The Bone Tree: A Novel

“I didn’t say that.”

 

 

Kaiser mulled this over. He obviously had enough experience to know he should not ask questions he did not want the answers to. “Why bring it to me?” he asked finally.

 

“I have a feeling you want to stop Knox as badly as I do.”

 

Kaiser’s reaction was difficult to read. “Let me ask you a question, Colonel. I’ve read Forrest’s LSP record. You promoted him twice after you took over the state police. You elevated him to his present position. Can you explain that?”

 

Mackiever had asked himself this a thousand times. And the answer was depressingly simple. “He was the smartest son of a bitch under my command.

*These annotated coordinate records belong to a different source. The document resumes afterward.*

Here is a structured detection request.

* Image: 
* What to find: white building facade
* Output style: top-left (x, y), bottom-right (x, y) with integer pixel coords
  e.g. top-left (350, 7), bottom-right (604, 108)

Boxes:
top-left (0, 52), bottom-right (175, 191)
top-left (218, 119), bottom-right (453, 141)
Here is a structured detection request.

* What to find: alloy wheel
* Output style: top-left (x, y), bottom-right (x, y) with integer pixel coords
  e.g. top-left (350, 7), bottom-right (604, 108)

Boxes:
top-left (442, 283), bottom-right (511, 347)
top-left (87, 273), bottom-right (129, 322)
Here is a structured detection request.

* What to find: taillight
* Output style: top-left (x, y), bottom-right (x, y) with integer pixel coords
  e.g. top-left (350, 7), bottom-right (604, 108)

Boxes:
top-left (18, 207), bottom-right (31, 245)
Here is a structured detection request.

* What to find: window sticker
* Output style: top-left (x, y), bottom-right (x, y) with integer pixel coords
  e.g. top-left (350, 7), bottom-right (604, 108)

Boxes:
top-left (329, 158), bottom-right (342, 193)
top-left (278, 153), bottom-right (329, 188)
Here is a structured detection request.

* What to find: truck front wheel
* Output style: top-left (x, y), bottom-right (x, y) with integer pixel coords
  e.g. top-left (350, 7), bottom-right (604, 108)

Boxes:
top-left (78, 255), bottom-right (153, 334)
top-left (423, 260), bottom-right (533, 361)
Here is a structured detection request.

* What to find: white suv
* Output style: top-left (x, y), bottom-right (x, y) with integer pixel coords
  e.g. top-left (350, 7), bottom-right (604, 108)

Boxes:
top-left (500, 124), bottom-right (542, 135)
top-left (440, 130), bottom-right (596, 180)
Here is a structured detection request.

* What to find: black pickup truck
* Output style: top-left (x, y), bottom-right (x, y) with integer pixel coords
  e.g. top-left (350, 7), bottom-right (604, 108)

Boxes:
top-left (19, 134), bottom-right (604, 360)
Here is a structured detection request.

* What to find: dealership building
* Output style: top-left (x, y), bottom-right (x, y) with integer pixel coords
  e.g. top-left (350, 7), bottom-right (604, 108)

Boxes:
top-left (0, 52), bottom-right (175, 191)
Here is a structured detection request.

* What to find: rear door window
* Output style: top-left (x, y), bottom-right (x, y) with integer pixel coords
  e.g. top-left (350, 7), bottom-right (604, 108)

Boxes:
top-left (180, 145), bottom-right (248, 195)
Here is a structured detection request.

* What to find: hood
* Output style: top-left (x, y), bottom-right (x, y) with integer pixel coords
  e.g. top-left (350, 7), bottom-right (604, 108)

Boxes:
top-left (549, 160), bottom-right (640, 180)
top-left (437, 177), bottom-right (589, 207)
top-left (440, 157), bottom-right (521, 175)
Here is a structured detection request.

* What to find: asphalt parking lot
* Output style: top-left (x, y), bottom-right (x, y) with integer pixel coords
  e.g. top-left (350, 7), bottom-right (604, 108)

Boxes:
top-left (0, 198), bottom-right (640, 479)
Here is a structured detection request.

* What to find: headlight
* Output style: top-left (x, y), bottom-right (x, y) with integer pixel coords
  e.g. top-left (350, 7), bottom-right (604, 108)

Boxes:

He tested off the charts on paper, and he was the best man in the field, bar none. By any objective standard, he ought to be sitting in my chair.”

 

“I see. But . . . ?”

 

“It took me a few years to recognize his problem, because he’s so good at hiding it.”

 

“Which is?”

 

“He’s a pure sociopath. But he’s not like the robot types we’ve both arrested before. He’s got a genuine warmth that people relate to. He’s more like a highly intelligent wolf than a shark. A thinking predator, if you get my meaning.”

 

Kaiser smiled strangely. “That’s basically the definition of a human being.”

 

This brought Mackiever up short. “Well . . . multiply that times ten, and maybe you’ll know what I’m trying to get across. Am I wrong about you wanting to nail Forrest?”

 

Kaiser closed the computer, slipped the flash drive into his pocket, and stood. “No, sir. You’re not. I’ve got a lot of evidence to process, but this could be the straw that breaks that bastard’s back. We’ve got to find the men in this video.”

 

“What do you want me to do?” Mackiever asked.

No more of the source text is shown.